小説を書くように頼んだら、美少女の後輩の所有物にされましたが何か?
秋月
プロローグ 半年ぶりの君
「久しぶりだな」
夕暮れに染まる放課後の屋上。
俺は
「先輩……」
振り返った水名瀬。
その姿は俺の知る半年前の彼女よりも大人に、高校生らしく成長していた。
「大きくなったな」
「……変態」
「いや、そういうのじゃねぇから」
久しぶりに会っても何ら代わりのない後輩に苦笑する。
こういう所は昔のままで、そんな彼女が俺は嫌いじゃなかった。
目の前の彼女が、柔らかく微笑む。
「それで、先輩は私を人気のない所に呼び出して、一体なにをするつもりなんですか?まっ、まさかエr」
「いや違うっつーの」
俺は言葉を被せて即座に否定した。
え?何でこいつ、こんなに残念なの?
いい笑顔で何を口にしてるんだか。思わず苦笑が漏れる。
水名瀬玲那。
2年B組に在籍する女子生徒。
成績優秀。
美少女。
長い黒髪をシュシュで括っている少女。
俺の一つ下の後輩。
運動神経はあまり良くないけれどそれすら可愛さに変える女の子。
実はオタク趣味のある女の子。
というか俺がそれを植え付けた。
実は小説を書いていて書籍化もしてたりする少女。
そして、俺に対してだけ異様に生意気であざとい後輩。
そんな水名瀬と俺が出会ったのは約半年前。
俺がいつも通り屋上でぼっち飯をしようとしていた所にいじめられて泣いているコイツに遭遇した。

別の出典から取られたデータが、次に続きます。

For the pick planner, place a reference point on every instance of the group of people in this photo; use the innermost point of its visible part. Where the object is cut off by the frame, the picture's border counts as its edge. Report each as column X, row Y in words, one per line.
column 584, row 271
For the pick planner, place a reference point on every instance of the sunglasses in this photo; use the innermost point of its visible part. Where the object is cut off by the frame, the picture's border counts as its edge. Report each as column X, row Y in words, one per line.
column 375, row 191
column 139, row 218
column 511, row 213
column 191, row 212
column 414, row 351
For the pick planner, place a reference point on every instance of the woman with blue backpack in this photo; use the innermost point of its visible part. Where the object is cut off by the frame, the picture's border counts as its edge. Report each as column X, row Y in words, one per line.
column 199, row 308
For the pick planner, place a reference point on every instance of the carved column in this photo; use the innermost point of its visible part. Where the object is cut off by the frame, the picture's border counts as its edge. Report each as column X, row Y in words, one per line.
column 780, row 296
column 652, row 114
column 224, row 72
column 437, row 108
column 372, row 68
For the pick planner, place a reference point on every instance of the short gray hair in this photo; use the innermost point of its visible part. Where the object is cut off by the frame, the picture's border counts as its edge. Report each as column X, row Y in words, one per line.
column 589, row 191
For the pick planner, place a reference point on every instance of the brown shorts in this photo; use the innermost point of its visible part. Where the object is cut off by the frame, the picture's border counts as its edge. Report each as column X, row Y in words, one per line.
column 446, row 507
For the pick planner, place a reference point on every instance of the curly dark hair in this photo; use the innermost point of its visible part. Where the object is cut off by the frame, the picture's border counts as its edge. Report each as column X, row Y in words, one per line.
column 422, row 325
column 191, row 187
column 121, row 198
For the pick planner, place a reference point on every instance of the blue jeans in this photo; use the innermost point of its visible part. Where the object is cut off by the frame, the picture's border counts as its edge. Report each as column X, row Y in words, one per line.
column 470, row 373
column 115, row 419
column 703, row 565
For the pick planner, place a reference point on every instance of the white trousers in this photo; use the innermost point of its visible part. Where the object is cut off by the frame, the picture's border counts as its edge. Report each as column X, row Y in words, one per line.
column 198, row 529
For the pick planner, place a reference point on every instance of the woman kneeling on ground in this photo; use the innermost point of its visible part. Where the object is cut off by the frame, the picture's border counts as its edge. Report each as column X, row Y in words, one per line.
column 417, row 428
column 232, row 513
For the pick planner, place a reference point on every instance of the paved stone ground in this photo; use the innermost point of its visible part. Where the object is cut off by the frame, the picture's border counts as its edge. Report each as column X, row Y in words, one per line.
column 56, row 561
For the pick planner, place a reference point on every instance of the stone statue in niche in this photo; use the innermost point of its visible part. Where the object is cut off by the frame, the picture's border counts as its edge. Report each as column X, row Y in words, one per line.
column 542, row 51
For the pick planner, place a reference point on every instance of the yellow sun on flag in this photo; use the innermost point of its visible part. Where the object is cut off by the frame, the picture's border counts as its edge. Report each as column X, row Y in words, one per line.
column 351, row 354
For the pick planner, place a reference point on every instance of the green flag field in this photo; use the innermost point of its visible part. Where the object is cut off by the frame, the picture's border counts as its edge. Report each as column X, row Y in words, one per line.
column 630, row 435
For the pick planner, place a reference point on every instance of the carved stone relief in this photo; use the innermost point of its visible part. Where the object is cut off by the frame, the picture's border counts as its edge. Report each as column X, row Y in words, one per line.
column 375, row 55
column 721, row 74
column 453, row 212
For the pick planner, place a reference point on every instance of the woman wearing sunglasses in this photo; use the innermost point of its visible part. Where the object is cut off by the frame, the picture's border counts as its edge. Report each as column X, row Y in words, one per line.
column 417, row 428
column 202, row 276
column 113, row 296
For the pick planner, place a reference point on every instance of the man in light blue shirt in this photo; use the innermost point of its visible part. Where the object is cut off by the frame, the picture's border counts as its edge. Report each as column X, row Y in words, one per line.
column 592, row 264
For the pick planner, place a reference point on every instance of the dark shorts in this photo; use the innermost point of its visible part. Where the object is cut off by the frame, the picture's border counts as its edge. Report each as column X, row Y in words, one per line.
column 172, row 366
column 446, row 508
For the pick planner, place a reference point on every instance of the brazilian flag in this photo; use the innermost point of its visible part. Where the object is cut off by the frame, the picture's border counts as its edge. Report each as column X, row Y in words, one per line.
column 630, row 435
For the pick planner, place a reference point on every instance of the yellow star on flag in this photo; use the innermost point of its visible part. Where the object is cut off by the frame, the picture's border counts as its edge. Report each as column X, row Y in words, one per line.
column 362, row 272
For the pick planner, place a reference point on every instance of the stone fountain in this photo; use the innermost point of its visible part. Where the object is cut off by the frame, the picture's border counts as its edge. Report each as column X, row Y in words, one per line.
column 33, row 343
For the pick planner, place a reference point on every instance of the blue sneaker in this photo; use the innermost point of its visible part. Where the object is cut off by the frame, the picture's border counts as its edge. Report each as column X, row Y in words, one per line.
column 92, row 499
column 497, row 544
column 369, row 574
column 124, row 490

その後コイツの話を聞かされながら飯を食って、何故か次の日もその次の日もそのまた次の日も一緒に飯を食って。
そして、少しばかりの喧嘩をして。
彼女はここに来なくなった。
「お前に頼みたいことがあってな」
できるだけ率直に、俺は切り出した。言い訳がましく何かを口にすることはできたかもしれないけれど、なぜだか俺はそうしなかった。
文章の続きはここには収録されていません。